Libertado do medo com que fora infantilizado, o mundo moderno manifesta suas
dificuldades crescentes para se identificar com as estruturas tradicionais, inibindo a
manutenção de compromissos com os espaços antes ocupados pela fenomenologia
religiosa. Com plena consciência do perigo que representam os pensamentos reducionistas,
poderia se afirmar que plaina no ar a desagradável sensação de que as estruturas religiosas
atuais são incapazes de atender a todos, principalmente por suas ineficiências em
responder as demandas de espiritualidade que continua permanecendo como marca
identificadora da espécie humana.
O exílio do sagrado identifica o “moderno”, e é provável que o século XX seja
lembrado pelo rompimento do monopólio cristão na cultura ocidental. Por outro lado, o
século XXI, por não ser religioso não sentido tradicional, quiçá possa ser o berço de modos
religiosos, que saindo das sombras a que foram relegados, terão seu espaço de legitimidade.
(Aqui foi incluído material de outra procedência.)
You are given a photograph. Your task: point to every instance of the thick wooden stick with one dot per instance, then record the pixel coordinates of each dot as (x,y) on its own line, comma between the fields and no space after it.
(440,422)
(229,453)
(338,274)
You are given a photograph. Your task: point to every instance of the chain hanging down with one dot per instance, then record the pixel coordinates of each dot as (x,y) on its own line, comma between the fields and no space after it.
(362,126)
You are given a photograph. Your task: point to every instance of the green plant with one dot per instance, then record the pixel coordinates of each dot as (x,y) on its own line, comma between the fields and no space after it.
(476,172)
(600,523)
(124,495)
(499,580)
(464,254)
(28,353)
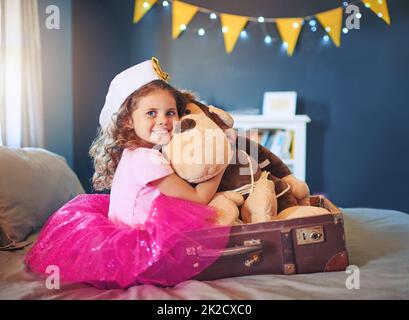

O que esteve abafado pelo sistema dominante, surge renovado como pluralismo
religioso. As novas tendências revelam o crescimento das “religiões particulares”, algo
assim como um tipo de “bricolagem” religiosa, onde cada um se serve segundo suas
necessidades, misturando sabores.
Acompanhando o alargamento das fronteiras do que se entendia por religioso, o debate
científico, o esoterismo, as questões filosóficas, as fantasias, etc., irrompem nos espaços
antes ocupados pela “versão oficial”. A mixagem se apresenta confusa pelo fato de que o
religioso é entendido como Psicologia, Terapia, Medicina, hábitos alimentares, Filosofia,
Ecologia, etc., preenchendo os vazios deixados pelo “anterior ocupante”.
O novo se apresenta ao mundo com práticas ritos e crenças que desafiam o que foi
tradicional, sobretudo, valorizando o emocional novamente. Mais uma vez, o pólo sensorial
volta a ser mais importante que o pólo teológico.